La métropole joue un rôle crucial dans le développement économique de l’ensemble du Québec. L’enrichissement du Québec passe par la croissance et la prospérité de sa métropole.

Montréal doit relever des défis majeurs afin de se positionner à l’échelle nord-américaine et planétaire. Elle bénéfice à cette fin d’avantages indéniables, qu’elle n’est pas toujours en mesure d’exploiter pleinement.

Montréal a clairement défini ses objectifs et son plan d’action dans sa stratégie de développement intitulée Imaginer-Réaliser Montréal 2025. Le gouvernement appuiera le déploiement et la mise en oeuvre de cette stratégie, en octroyant 140 millions de dollars à la Ville de Montréal, au cours des cinq prochaines années.

Ces ressources additionnelles viennent s’ajouter aux différents appuis dont la métropole bénéficie, comme :

- la pleine compensation des taxes foncières pour les musées d’État et la Grande Bibliothèque ;

- le remboursement de la taxe sur les carburants à la Société de transport de Montréal ;

- l’implantation du service des premiers répondants ;

- l’aide financière pour le refinancement du déficit du régime de retraite des employés de la Ville, qui représentera, à terme, un montant de 240 millions de dollars ; et

- le soutien à plusieurs projets économiques d’envergure, notamment dans l’aéronautique et les technologies de l’information.

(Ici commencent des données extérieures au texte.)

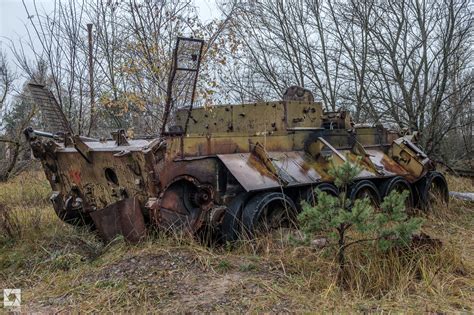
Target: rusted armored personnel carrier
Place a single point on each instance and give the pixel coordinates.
(231, 168)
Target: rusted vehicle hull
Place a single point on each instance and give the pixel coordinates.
(235, 167)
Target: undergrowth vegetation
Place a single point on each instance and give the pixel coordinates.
(61, 268)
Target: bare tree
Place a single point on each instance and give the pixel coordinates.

De plus, depuis 2003, nous avons accordé des subventions de 265 millions de dollars à la Ville de Montréal, dont 69 millions pour les dépenses de fonctionnement, 148 millions pour le service de la dette, et près de 38 millions à titre de compensation pour les droits sur les divertissements.

Par ailleurs, une entente est imminente quant à la répartition régionale des coûts du métro de Montréal. J’annonce que le gouvernement prendra à sa charge, pour la durée de l’entente, une partie du déficit du métro de Montréal, et ce, jusqu’à concurrence de 11 millions de dollars par année pour une période de cinq ans.

Québec

La région de la Capitale-Nationale connaît une période de prospérité exceptionnelle. Elle se situe au 4e rang des 20 régions métropolitaines du Canada et du nord-est des États-Unis pour sa vitalité économique.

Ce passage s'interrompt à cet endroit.